Just a general note for the aftermarket sellers; for situations like this, the official channel to register a concern with Amazon is: https://www.amazon.com/report/infringement? They have, at least, removed my installation video from their listing now. Cheap clones are becoming a real problem on Amazon, unfortunately.


----------



## Love (Sep 13, 2017)

SoFlaModel3 said:


> As a PSA ... never buy Tesla products from BASENOR on Amazon. They steal images and videos from "real products" and fake the reviews. Who knows what you're getting, but that's just flat out wrong!


Is that the company that used YOUR pics without even contacting you, asking first, etc... or you even buying from them?


----------



## SoFlaModel3 (Apr 15, 2017)

Eric714 said:


> Thanks!
> 
> Basenot Puddle Lights get a "C" https://www.fakespot.com/product/te...jector-door-step-light-for-tesla-model-3-pair
> and overall the company gets a "C". https://www.fakespot.com/company/basenor-3e27cc5b-8400-4b12-ad04-e1ccc8c20688
> ...





Lovesword said:


> Is that the company that used YOUR pics without even contacting you, asking first, etc... or you even buying from them?

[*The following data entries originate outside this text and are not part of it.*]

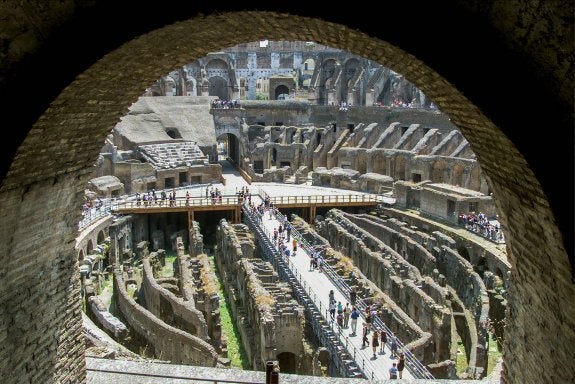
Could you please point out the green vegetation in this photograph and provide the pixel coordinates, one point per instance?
(168, 269)
(494, 353)
(461, 359)
(236, 352)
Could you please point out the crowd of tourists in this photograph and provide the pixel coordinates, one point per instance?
(481, 225)
(347, 317)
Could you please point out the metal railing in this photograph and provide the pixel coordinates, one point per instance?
(175, 377)
(324, 199)
(303, 294)
(412, 363)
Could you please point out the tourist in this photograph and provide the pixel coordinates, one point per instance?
(354, 316)
(339, 319)
(352, 296)
(393, 371)
(368, 320)
(374, 343)
(393, 346)
(401, 364)
(346, 314)
(364, 340)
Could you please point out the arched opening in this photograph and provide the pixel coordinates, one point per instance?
(459, 108)
(228, 148)
(457, 175)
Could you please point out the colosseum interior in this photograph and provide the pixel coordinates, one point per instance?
(79, 137)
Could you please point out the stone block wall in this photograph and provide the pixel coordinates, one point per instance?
(58, 140)
(169, 308)
(272, 322)
(165, 341)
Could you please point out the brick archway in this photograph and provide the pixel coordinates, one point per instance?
(57, 154)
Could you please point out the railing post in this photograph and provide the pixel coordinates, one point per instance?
(269, 370)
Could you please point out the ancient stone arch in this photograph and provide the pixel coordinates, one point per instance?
(44, 167)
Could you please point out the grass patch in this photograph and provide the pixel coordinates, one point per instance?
(236, 352)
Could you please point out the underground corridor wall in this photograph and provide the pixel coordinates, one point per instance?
(63, 98)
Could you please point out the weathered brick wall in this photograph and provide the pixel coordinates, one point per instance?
(182, 314)
(167, 342)
(54, 161)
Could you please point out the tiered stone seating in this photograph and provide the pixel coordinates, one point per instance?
(172, 155)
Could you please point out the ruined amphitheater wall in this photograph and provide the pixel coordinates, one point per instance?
(493, 261)
(170, 308)
(389, 277)
(167, 342)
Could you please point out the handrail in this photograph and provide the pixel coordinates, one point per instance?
(412, 362)
(283, 268)
(165, 376)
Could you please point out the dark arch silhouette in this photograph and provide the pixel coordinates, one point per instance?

Yeah, so BASENOR pinged me on Instagram and asked me if I would rep their Tesla Puddle Lights. Since I have, love, and promote the Abstract Ocean puddle lights I wasn't interested but I clicked just to check it out and get some background information. I was shocked to see a 5 star review that lifted 3 pictures of the Abstract Ocean lights that I posted on Instagram. I called them on it, and they said "oh sorry, not sure what happened there...".

Yeah...


----------



## AO - Pete (Jul 26, 2017)

Yeah, I'm not sure how they managed to 'inadvertently' clip my video, and crop out the watermark. Crazy how that happens.


----------



## Love (Sep 13, 2017)

AO - Pete said:


> Yeah, I'm not sure how they managed to 'inadvertently' clip my video, and crop out the watermark. Crazy how that happens.












...inadvertent. I swear!!!


----------



## Bokonon (Apr 13, 2017)

Lovesword said:


> ...inadvertent. I swear!!!


That 999th monkey made it, right? Possibly to save face after #998 accidentally wrote Hamlet?


----------